If the office is using a light-cure adhesive for the indirect-bonding process, proper light use and maintenance need to be followed. Proper curing time needs to be established by following manufacturer instructions and a weekly maintenance protocol for the curing lights must be strictly followed. Prior to and following the bonding process, the curing light intensity needs to be checked to ensure adequate output is being maintained during the entire bonding process.
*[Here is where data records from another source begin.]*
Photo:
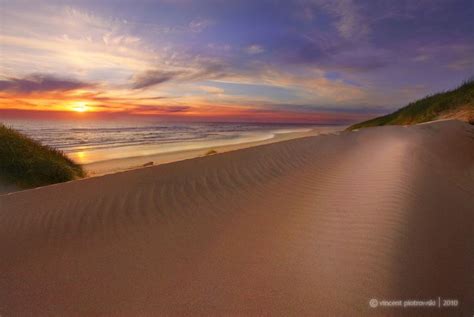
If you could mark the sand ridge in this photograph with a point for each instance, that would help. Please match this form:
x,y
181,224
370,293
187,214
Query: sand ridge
x,y
311,226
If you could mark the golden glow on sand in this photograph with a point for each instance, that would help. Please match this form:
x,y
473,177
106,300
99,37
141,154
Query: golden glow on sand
x,y
80,106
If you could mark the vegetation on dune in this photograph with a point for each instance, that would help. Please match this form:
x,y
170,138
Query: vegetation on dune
x,y
27,163
457,103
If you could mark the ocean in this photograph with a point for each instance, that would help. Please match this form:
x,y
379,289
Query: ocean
x,y
100,140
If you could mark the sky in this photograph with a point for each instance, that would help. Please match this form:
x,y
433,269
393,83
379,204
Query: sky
x,y
308,61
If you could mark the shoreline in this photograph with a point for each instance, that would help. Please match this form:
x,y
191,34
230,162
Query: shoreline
x,y
284,228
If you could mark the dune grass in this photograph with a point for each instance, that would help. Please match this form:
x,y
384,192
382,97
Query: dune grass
x,y
27,163
428,109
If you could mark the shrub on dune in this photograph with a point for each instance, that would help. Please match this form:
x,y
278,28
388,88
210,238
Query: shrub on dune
x,y
27,163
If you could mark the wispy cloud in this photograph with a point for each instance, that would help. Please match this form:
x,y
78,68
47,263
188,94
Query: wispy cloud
x,y
40,83
254,49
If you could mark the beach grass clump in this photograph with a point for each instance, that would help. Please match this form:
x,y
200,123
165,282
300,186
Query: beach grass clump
x,y
446,104
211,152
27,163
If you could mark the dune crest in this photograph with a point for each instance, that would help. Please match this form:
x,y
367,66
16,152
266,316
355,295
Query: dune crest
x,y
311,226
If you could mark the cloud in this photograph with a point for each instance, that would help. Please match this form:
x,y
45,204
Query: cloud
x,y
350,22
38,83
207,70
254,49
212,90
154,77
199,25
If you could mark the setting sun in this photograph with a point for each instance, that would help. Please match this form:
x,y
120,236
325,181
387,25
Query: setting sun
x,y
80,106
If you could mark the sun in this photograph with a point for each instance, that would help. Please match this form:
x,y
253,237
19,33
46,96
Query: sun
x,y
80,106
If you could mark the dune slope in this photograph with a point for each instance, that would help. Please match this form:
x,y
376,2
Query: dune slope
x,y
455,104
312,226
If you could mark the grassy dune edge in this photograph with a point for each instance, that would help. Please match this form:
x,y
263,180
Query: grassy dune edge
x,y
27,163
454,104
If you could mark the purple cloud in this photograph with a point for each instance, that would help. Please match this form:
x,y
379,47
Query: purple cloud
x,y
41,83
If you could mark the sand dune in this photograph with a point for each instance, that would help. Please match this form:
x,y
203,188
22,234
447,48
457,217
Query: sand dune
x,y
315,226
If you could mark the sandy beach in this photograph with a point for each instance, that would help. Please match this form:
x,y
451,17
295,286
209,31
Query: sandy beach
x,y
137,161
314,226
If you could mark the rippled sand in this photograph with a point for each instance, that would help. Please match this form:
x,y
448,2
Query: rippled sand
x,y
315,226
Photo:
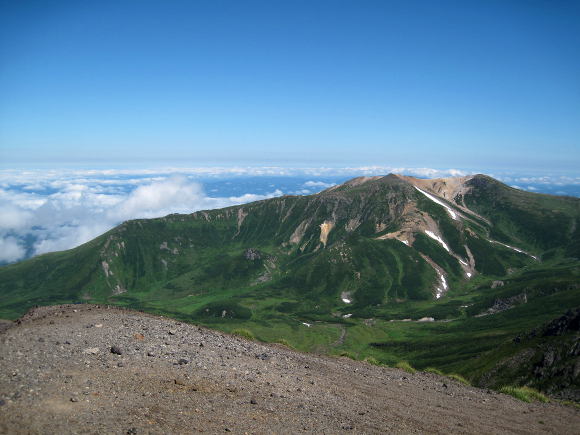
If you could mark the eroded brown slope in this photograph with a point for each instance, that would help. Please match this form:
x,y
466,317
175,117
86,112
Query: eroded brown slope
x,y
58,375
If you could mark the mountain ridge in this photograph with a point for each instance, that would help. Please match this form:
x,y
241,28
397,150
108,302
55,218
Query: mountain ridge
x,y
353,256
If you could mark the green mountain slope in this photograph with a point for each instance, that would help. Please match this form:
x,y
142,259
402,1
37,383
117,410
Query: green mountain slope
x,y
337,271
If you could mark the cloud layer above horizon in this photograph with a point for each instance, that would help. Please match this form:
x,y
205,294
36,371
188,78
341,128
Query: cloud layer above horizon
x,y
51,210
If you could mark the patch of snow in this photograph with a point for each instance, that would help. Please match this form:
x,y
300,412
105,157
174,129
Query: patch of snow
x,y
432,198
444,282
439,239
515,249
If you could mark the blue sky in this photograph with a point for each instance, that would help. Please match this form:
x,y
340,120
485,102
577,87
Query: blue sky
x,y
474,85
115,110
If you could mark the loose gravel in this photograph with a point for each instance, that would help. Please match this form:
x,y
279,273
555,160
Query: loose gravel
x,y
87,369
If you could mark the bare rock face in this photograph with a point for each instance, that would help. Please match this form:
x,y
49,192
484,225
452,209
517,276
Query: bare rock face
x,y
175,378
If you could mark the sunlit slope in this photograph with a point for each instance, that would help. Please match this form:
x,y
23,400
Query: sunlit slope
x,y
370,241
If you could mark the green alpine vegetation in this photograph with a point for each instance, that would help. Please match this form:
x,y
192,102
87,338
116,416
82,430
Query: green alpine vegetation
x,y
461,275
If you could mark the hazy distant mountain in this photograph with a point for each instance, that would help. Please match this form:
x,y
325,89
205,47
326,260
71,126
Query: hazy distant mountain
x,y
329,272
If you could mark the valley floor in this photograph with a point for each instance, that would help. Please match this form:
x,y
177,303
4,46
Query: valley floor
x,y
84,369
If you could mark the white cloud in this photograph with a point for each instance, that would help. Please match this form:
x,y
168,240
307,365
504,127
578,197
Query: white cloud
x,y
319,184
176,194
13,217
11,250
61,208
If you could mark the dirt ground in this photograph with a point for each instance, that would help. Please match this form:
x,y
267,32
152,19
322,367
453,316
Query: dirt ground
x,y
83,369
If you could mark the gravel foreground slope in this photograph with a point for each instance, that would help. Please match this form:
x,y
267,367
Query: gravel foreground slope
x,y
85,369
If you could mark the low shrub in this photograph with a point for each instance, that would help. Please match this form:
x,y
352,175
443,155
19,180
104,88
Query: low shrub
x,y
246,333
459,379
284,342
434,371
372,360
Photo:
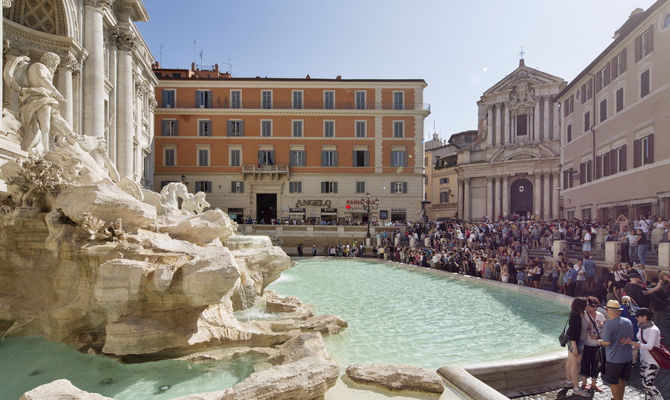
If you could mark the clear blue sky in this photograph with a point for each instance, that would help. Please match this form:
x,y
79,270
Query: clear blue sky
x,y
460,48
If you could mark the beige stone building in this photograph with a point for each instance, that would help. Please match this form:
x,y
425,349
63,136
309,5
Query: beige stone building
x,y
104,75
441,179
615,114
512,167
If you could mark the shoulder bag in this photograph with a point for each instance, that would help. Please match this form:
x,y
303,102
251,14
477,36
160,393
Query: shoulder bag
x,y
563,337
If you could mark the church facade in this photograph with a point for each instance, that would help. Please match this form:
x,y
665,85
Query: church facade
x,y
513,166
103,78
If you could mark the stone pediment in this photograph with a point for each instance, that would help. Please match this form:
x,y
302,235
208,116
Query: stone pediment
x,y
524,76
521,153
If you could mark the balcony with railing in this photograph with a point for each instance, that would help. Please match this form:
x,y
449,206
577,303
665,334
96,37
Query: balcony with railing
x,y
276,105
261,171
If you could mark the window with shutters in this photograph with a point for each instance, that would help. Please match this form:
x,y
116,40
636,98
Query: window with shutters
x,y
235,127
235,159
444,197
169,127
398,129
203,186
619,64
603,77
204,127
266,99
295,187
568,133
328,187
297,158
569,106
297,99
235,99
169,98
521,125
203,156
587,121
360,187
203,99
398,187
361,127
644,44
622,158
328,99
169,156
296,128
329,158
329,128
266,157
266,127
587,91
398,158
360,100
361,158
237,187
644,83
399,100
619,99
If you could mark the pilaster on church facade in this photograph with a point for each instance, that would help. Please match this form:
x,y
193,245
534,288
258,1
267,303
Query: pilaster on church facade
x,y
518,139
102,58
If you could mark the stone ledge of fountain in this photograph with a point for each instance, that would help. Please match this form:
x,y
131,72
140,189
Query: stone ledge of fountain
x,y
396,377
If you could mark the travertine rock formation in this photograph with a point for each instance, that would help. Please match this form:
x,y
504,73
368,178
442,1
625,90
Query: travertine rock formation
x,y
396,377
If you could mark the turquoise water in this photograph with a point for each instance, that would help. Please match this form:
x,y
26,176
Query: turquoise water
x,y
28,362
412,316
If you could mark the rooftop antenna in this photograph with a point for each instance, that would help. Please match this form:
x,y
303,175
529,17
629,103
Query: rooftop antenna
x,y
229,66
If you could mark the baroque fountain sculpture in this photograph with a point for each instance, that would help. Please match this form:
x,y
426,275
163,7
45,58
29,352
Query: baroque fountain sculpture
x,y
94,260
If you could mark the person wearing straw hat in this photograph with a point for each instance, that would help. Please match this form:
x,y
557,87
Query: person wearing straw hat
x,y
619,355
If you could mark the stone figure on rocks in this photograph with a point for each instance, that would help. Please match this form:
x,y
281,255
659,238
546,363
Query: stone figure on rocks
x,y
38,98
195,203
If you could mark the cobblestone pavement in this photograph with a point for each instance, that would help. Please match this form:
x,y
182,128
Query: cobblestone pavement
x,y
633,389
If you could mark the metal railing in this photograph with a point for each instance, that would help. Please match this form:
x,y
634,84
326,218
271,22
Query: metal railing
x,y
257,105
268,169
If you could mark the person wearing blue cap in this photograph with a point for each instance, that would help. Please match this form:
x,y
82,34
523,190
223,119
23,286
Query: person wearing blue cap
x,y
619,355
649,336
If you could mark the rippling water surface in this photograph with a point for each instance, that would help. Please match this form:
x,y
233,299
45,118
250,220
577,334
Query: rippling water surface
x,y
413,316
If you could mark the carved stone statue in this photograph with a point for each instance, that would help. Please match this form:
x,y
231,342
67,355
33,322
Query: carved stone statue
x,y
195,203
38,98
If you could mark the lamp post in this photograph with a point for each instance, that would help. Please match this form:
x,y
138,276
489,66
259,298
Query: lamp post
x,y
368,206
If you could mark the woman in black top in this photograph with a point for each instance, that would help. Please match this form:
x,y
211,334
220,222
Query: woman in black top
x,y
575,345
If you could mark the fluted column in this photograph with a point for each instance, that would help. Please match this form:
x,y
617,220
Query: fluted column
x,y
537,196
498,119
489,198
498,206
466,199
508,124
489,124
68,66
125,43
5,4
556,133
94,68
547,118
546,212
505,190
555,190
536,120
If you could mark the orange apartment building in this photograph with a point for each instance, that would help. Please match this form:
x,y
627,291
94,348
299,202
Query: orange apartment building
x,y
296,149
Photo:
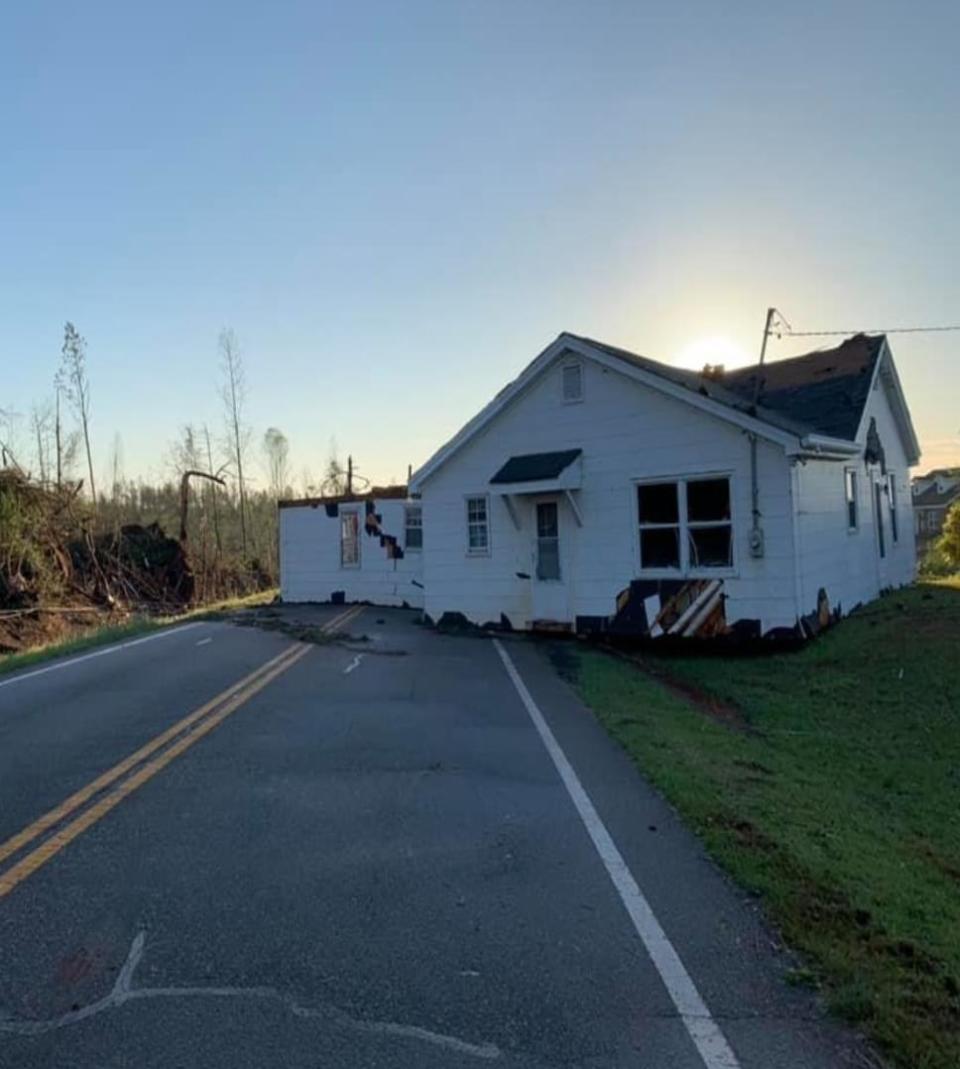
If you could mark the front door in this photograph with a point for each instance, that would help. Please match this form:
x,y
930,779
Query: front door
x,y
548,583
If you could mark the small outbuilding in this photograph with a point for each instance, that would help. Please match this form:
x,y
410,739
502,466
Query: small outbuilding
x,y
353,547
604,492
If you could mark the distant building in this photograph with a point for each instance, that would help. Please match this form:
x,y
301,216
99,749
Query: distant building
x,y
604,492
933,494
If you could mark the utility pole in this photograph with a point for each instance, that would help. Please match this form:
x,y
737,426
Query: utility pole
x,y
59,447
756,537
771,312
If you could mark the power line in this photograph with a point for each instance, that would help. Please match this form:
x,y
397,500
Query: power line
x,y
827,334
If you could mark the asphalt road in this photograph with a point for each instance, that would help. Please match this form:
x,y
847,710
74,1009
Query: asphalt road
x,y
366,857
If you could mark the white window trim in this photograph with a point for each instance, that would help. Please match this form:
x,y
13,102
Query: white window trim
x,y
556,504
893,501
856,500
355,563
685,571
563,367
470,552
406,511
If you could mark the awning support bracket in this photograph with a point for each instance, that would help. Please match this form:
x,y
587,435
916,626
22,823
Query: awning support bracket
x,y
574,508
511,508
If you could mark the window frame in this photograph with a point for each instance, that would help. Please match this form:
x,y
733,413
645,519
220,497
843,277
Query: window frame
x,y
547,538
477,551
685,569
851,480
563,368
407,509
355,512
893,504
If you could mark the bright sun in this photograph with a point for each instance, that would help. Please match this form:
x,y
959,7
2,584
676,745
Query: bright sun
x,y
713,350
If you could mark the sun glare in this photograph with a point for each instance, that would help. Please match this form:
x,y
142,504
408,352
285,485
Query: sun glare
x,y
713,350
As with any process in the office, troubleshooting comes into play. Some of the key areas to review are the impression and pour-up phase of the process, if you are not using a scanner. If this portion of the process is not perfect, the remaining steps can be compromised and can increase bond failures chairside. Consistency between all clinical team members, chairs, and bonding techniques will increase the success rate for the office. It's necessary to train all clinical team members to follow a strict protocol.
Making the switch to indirect bonding can be difficult but is definitely something to consider if you need to reduce time in your schedule and find yourself doing too many bracket repositionings. After doing research and following the necessary steps and protocol you will find that indirect bonding is the solution to your problem.
Andrea Cook is an orthodontic clinical consultant for orthodontic offices across the country. Andrea works with teams to increase efficiency, improve communication and to guide the office to a new level of excellence. Her years of experience include working in single- and multi-doctor practices. She has extensive experience as clinical coordinator for a multi-doctor practice seeing more than 120 patients per day. Andrea's experience allows her to understand and address the concerns of the clinical team.